HotMail offers real-time messaging
HotMail Corp will later this month or early April begin selling a new service which enables participants to communicate in real- time. The Microsoft-owned company which virtually owns the brand for free email calls it an instant messaging platform – email, messaging and chat all rolled together; similar, we guess, to America Online’s Instant Messenger and its buddy-list mechanism, where messages pop up for access while you are online. CEO Sabeer Bhatia says the company is up to 13 million customers since its debut on July 4 1996 and is adding accounts at the rate of 80,000 per day. It plans to charge for a slew of value-add services on top of the free-email, but says they will be the cheapest of their class in the industry.
i Village lobbies top women
i Village is now devoted exclusively to women, who are said to be turning to the web faster than men – and there’s still a much larger untapped market. The portal has hired itself a political organizer who is touring US cities making sure the service is known by the most important and influential women in local politics and industry before moving on.
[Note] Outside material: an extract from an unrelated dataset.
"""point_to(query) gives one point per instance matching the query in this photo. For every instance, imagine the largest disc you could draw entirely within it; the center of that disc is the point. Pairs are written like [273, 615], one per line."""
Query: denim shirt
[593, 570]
Intuit targets mother of all markets
Intuit Inc CEO Scott Cook says his company is currently testing its entry into the auto, life and health insurance financing markets. A person can spend half a day – or more – making dozens of calls to get the cheapest auto insurance, and can save fantastic amounts in the effort. The problem is that most people can’t be bothered to or don’t have the time or want to go through the pain of it. Intuit is building sites that will display a range of available insurance services, allow a customer to enter their requirements, find the cheapest price and log out with insurance in place. Scott knows the insurers will flock because it’s a way to attract new customers who are so difficult to capture in that business. Why not sell books, an $85bn worldwide market, or PCs and components, a market worth several times that? Because in the US alone the financing market is worth a cool $1 trillion; The mother of all large markets, argues Cook.
Crossing over from distribution to content
Excite Inc CEO George Bell believes the web commerce market is beginning a transition from a model in which distribution has been king to that in which content is king. Take the net portals as Yahoo, Excite, Lycos and other search engines like to call themselves now, for example. They’ve locked up most of the distribution strategies available and must now differentiate themselves. Each gets the same raw Reuters news feed but packages and personalizes it in a slightly different way. But how will they add value so that users go back to the site in future? It’s got to be content, argues Bell. For example he’ll be able to sell chat-room time if say Mick Jagger makes a live appearance on Excite’s chat service, but not on other sites.
Microsoft said to stymie online travel wannabes
Online travel outfit Preview Travel CEO Ken Orton thinks his company’s in a privileged position compared to other industries on the web. Unusually, there are only three players in the space, and Preview is the only pure play. Why? Because Microsoft Corp has bid up the price of entry to the point where it’s impossible to make a start. It asks a lot of dollars for real estate space on its web services. Apart from Microsoft and Preview Travel, the other major online travel company is American Airlines derivative.